Friday, 18 January 2013

Top 10 Uses for your Pushchair!

Pushchair, pram, stroller, buggy.. what do you call yours?

I tend to use all of them, even though I am aware they have different meanings. Does it matter? At the end of the day, the uses are exactly the same. Call me selfish, but this post is yet again about the benefits of Parenthood.

That's right ladies and gents, I have come up with the Top Ten Uses for your Pushchair/Pram yada yada yada. Sure it was difficult, I nearly gave up at 5, but I struggled along till 10 and I'm sure you will all agree.. they're very relevant.

Use Number ONE: Considering the sudden climate change (from average to diamond nipple iciness) the main use of your pushchair is for balance. Who needs ski poles when you have the sturdy handles of your stroller to steer you down the hill and into Tesco!? You don't even need to use your feet, just let the weight of your child guide you forward. They're sure to find it absolutely exhilarating too!

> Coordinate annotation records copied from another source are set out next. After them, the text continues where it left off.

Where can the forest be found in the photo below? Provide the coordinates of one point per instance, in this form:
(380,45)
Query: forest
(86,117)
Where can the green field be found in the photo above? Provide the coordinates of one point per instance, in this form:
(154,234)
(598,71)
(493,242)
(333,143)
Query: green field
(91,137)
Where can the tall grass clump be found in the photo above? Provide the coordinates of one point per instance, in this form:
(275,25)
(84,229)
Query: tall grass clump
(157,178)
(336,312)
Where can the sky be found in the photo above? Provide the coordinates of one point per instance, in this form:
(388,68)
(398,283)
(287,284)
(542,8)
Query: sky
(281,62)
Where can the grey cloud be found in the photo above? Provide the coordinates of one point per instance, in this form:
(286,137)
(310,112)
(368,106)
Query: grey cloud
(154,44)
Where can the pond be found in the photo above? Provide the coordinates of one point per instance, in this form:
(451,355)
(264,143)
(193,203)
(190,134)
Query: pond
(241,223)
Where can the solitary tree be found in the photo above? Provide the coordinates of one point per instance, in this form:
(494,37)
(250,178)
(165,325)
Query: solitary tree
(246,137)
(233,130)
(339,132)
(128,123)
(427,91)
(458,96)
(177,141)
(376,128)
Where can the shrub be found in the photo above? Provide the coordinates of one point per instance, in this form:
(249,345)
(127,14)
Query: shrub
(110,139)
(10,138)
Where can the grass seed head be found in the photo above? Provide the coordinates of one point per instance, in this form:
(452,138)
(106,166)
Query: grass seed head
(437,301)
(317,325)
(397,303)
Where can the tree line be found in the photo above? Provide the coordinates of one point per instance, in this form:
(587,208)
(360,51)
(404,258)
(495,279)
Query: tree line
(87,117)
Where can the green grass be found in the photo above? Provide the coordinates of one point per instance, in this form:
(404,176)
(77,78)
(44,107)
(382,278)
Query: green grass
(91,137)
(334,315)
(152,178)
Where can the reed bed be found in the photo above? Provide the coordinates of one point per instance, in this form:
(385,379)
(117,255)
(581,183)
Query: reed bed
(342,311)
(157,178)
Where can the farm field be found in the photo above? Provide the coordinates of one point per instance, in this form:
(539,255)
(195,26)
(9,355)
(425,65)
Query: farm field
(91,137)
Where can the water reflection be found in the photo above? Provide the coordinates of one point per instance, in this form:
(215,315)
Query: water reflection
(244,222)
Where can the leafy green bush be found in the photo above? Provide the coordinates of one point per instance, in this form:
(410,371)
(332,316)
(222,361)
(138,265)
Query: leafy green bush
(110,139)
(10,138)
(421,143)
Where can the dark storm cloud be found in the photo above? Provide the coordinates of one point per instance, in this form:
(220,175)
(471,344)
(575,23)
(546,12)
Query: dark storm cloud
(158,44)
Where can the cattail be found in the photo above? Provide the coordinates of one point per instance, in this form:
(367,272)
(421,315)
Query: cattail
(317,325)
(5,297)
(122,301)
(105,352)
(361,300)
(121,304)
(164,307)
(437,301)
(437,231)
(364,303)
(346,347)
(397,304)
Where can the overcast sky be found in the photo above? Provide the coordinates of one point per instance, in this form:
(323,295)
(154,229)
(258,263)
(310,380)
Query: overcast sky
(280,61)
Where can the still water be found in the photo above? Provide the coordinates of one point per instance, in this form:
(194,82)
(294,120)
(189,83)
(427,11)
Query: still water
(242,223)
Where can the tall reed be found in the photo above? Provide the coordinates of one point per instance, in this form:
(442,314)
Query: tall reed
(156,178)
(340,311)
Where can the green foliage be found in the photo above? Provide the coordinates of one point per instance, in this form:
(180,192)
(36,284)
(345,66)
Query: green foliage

Basically, it stops you looking like a twat by landing on your arse.

Use Number TWO: Your pushchair, pram, or whatever you own, is a glorified draft excluder. I'm pretty sure I'm not the only one, who during gale forced winds, has stood securely behind your pushchair, protecting yourself from the freezing gusts! Your legs stay warm enabling you to pursue some more skiing. WIN/WIN by my books.

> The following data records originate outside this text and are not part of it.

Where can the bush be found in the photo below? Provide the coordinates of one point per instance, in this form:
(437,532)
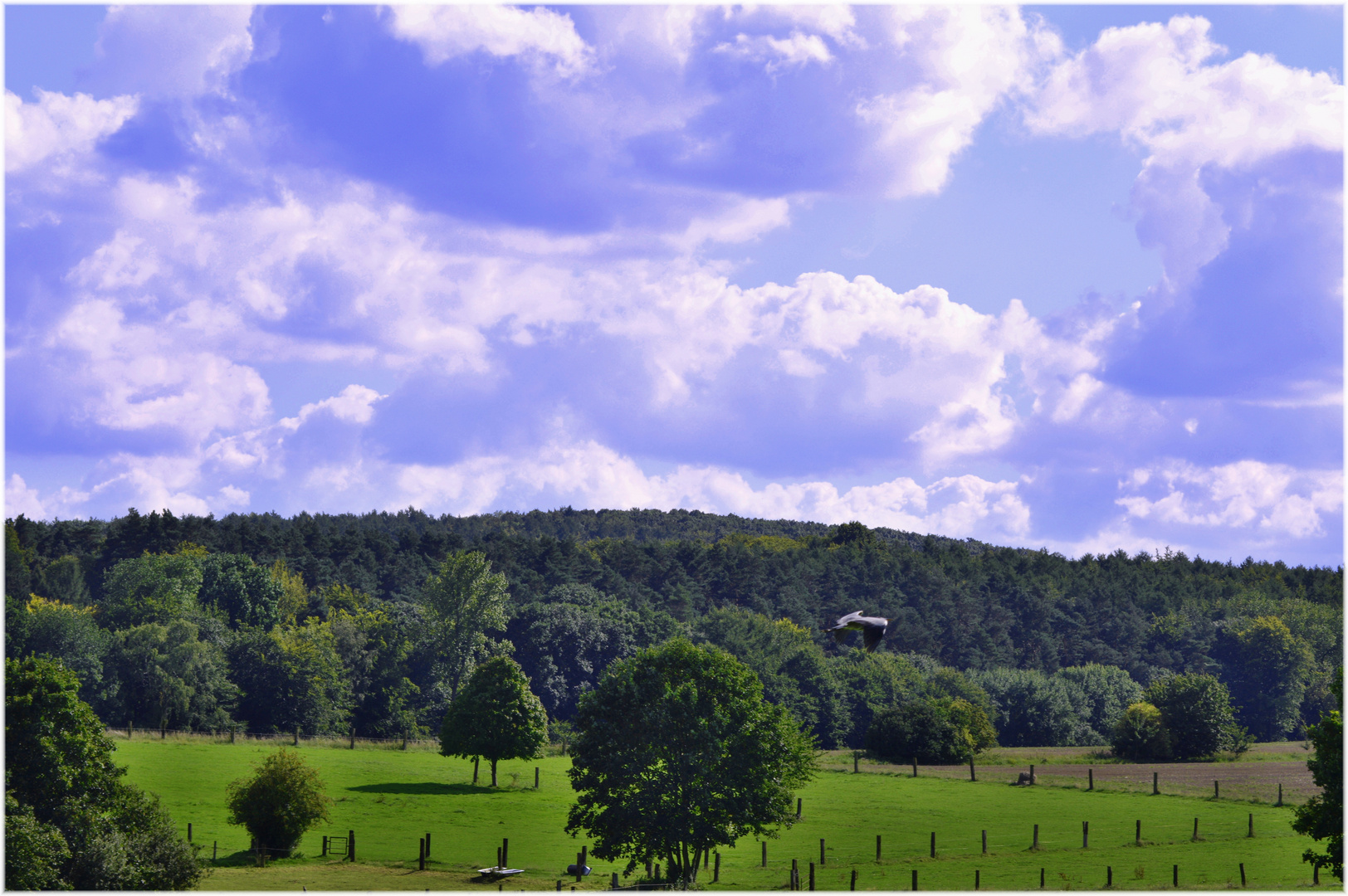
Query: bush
(281,802)
(1140,734)
(1197,716)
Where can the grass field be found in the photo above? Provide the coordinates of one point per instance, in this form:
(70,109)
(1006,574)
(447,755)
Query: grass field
(391,798)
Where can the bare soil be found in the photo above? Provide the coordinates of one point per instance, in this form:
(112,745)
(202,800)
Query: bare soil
(1255,779)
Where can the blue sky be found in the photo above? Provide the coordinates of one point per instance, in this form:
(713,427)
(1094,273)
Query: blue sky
(1050,276)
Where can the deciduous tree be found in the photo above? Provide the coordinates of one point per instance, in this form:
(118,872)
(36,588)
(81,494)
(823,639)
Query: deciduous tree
(677,752)
(495,716)
(282,801)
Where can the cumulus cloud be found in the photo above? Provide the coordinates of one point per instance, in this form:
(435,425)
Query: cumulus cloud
(447,32)
(1158,88)
(1272,498)
(594,476)
(58,125)
(172,51)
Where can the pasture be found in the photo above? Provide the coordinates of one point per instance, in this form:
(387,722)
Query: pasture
(393,796)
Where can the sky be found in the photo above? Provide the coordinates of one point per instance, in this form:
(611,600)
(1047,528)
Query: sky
(1047,276)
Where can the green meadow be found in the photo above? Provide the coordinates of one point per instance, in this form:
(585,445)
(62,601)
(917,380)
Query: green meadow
(393,796)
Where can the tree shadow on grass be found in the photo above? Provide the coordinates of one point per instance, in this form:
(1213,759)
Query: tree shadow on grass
(427,788)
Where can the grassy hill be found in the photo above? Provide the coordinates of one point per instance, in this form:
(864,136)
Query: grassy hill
(391,798)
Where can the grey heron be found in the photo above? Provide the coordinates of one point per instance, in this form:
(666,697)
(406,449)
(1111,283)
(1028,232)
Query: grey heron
(871,627)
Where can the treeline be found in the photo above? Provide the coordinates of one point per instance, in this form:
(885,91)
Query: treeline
(321,621)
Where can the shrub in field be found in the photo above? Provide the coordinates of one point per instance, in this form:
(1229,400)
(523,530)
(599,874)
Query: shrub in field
(1322,816)
(71,822)
(1197,714)
(282,801)
(495,716)
(1140,734)
(933,732)
(677,752)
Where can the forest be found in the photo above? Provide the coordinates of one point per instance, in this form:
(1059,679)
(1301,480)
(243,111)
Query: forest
(328,623)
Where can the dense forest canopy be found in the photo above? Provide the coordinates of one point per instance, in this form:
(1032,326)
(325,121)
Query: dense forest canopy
(270,609)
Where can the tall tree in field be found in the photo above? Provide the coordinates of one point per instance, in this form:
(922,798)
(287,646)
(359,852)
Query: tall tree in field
(677,752)
(1322,814)
(464,601)
(495,716)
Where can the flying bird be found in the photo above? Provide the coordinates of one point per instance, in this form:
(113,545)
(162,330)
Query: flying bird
(871,627)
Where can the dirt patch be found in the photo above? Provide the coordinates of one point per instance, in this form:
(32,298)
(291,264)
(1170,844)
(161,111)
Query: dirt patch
(1237,781)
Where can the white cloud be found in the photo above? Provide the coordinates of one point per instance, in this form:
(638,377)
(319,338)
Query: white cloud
(447,32)
(354,405)
(965,60)
(779,53)
(1272,498)
(58,127)
(593,476)
(1157,86)
(172,50)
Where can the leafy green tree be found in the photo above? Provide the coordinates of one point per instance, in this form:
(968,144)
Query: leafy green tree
(282,801)
(64,580)
(464,600)
(1266,669)
(1322,816)
(60,774)
(495,716)
(1140,734)
(154,587)
(1032,709)
(935,732)
(1197,716)
(17,578)
(34,852)
(68,634)
(790,665)
(677,752)
(170,678)
(246,592)
(291,677)
(1107,691)
(564,645)
(871,684)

Use Number THREE: When you've given up walking/sliding around the place and you decide to get on public transport, you're almost always guaranteed to get a seat just because you have a child in a pushchair. It's as if you give off a certain signal that warns people you've had ENOUGH and need to sit the fuck down. Please bear in mind that the only people who will not give up their seats are the elderly, because they feel that life owes them EVERYTHING.. and other Mothers. Damn you.

Use Number FOUR: Closely related, but not quite the same. Whilst you're storming down the high street, determined not be late for whatever it is you're usually late for, people will always move out of your way if you have a buggy. I'm not sure if it's the crazed face of the person behind the handles, or the fear of being mowed down by a hot pink 3 wheeler. Who knows? Either way, for the first time in your life, you can walk through a crowd in a straight line.

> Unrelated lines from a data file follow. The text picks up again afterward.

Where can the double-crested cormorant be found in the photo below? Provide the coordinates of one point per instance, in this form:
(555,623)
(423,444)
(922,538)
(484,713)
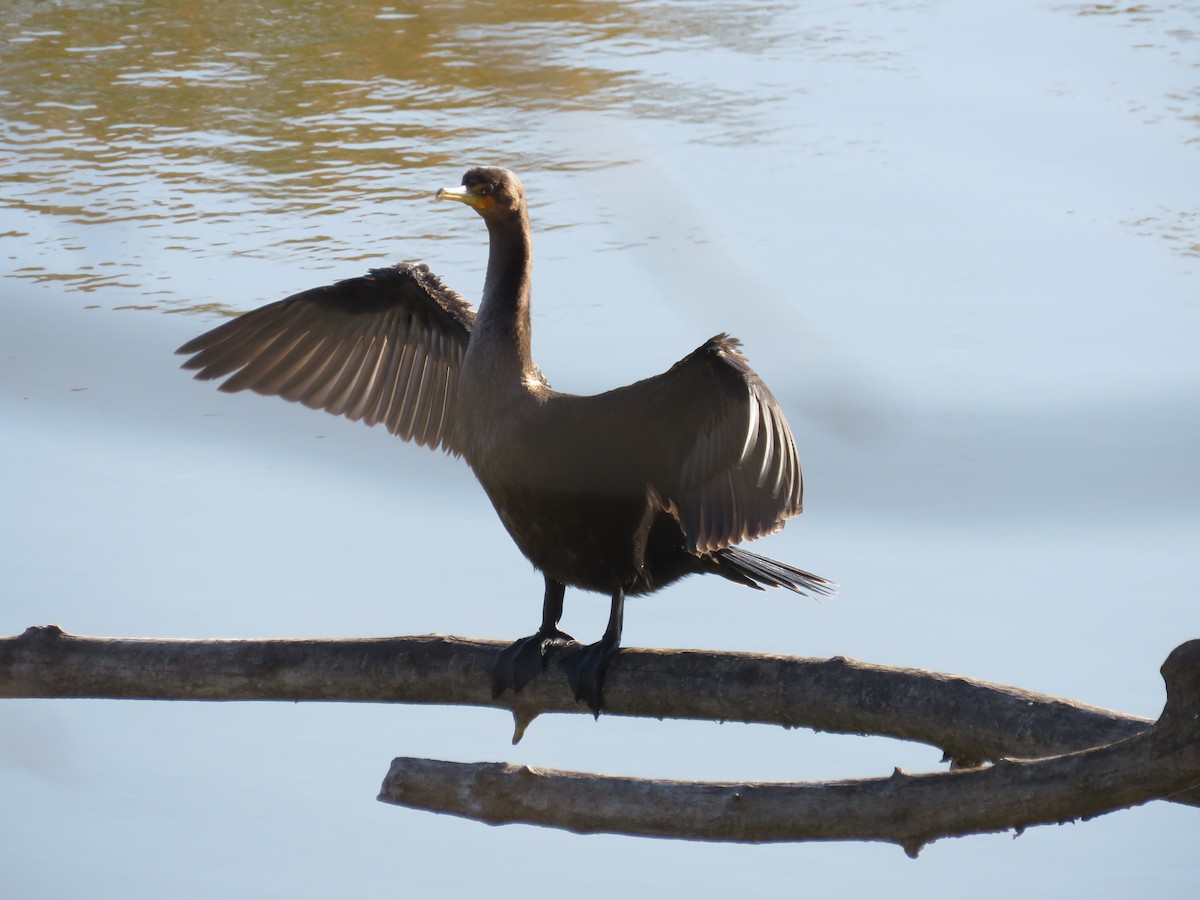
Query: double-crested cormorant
(622,492)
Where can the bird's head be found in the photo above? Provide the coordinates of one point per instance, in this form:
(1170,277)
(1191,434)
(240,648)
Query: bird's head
(489,190)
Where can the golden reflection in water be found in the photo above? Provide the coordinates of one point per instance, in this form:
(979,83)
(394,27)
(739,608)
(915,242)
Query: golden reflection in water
(165,117)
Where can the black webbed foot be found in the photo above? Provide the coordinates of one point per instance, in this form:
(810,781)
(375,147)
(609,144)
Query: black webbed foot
(586,667)
(523,660)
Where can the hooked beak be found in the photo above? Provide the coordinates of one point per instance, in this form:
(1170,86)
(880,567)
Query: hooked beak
(465,195)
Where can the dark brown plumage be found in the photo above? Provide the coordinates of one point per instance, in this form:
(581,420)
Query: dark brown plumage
(622,492)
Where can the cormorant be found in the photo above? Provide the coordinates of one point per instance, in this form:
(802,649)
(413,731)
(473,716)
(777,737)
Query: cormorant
(622,492)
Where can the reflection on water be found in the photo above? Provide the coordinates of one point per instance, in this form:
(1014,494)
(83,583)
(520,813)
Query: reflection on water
(196,129)
(162,115)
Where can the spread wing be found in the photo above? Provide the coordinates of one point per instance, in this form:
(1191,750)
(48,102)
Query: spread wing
(385,347)
(711,441)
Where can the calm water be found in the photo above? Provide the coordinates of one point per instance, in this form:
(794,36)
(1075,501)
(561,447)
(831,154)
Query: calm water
(960,243)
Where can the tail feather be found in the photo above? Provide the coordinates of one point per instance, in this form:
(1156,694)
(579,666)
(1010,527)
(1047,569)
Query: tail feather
(759,571)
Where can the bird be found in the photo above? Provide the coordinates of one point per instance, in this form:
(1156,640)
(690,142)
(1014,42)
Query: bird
(621,492)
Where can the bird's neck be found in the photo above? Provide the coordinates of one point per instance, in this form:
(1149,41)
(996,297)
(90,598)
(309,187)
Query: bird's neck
(503,321)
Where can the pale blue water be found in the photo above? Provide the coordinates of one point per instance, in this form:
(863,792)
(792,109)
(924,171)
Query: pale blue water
(959,241)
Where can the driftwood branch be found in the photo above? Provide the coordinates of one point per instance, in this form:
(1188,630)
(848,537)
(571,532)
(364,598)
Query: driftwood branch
(1103,760)
(970,720)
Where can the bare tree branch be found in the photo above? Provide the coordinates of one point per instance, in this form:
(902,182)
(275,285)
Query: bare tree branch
(910,810)
(971,720)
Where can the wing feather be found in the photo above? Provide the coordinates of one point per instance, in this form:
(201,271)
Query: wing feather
(713,442)
(385,347)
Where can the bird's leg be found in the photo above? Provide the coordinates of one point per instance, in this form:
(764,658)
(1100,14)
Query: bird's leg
(523,660)
(586,666)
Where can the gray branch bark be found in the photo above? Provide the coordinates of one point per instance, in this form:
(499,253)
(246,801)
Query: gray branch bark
(1126,760)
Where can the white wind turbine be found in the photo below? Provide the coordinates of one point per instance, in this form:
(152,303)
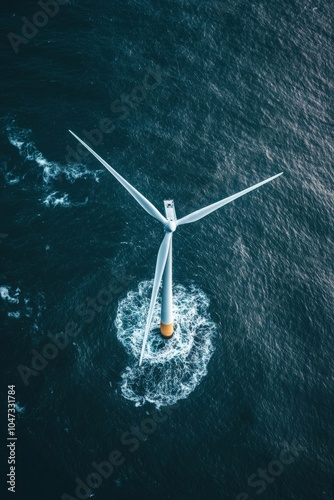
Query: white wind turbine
(163,270)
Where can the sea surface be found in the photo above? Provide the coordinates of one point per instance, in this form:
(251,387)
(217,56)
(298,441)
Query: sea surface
(192,101)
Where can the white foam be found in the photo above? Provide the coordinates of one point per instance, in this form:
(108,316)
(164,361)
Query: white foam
(5,295)
(172,368)
(15,314)
(52,171)
(61,199)
(19,409)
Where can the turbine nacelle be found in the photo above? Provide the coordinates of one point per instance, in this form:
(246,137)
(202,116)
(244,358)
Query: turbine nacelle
(171,226)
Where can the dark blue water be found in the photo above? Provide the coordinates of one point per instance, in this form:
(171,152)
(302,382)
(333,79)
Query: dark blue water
(197,100)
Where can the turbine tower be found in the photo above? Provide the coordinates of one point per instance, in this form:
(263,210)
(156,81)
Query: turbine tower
(163,269)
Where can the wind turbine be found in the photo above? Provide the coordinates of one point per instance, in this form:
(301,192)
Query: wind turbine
(163,269)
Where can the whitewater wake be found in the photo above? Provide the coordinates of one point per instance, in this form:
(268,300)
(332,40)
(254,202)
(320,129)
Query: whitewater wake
(172,368)
(51,171)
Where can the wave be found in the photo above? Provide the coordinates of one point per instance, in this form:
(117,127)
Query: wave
(172,368)
(51,171)
(24,306)
(61,199)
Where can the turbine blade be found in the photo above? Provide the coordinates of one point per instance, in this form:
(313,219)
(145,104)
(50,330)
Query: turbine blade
(159,269)
(147,205)
(211,208)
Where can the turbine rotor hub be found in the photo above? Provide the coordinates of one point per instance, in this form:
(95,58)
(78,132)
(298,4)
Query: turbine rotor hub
(170,226)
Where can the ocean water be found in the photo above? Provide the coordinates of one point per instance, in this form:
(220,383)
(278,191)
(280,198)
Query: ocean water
(194,101)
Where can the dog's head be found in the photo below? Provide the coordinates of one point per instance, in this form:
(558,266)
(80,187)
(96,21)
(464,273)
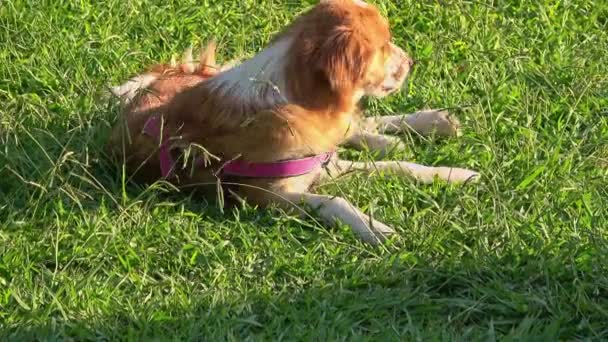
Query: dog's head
(347,45)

Use Number FIVE: People will hold doors open for you. This basically means that you never have to do anything for yourself again. People will hold doors open, chairs out, pack bags for you, the LOT. Embrace it while you can. In fact, scratch that. Once everyone else stops doing it for you, the likelihood is your child is out of the pushchair and can do it for you anyway.

Use Number SIX: Your trips never have to be cut short. Fancy having an extra glass of wine with lunch but your toddler is whinging that they're tired? Or strolling down the high street window shopping because like me, you're too skint to buy anything and your child complains of their feet hurting? No problem-o, just strap them in and away you go. No more excuses!
Please note: no matter how much you want to take their place, you can't.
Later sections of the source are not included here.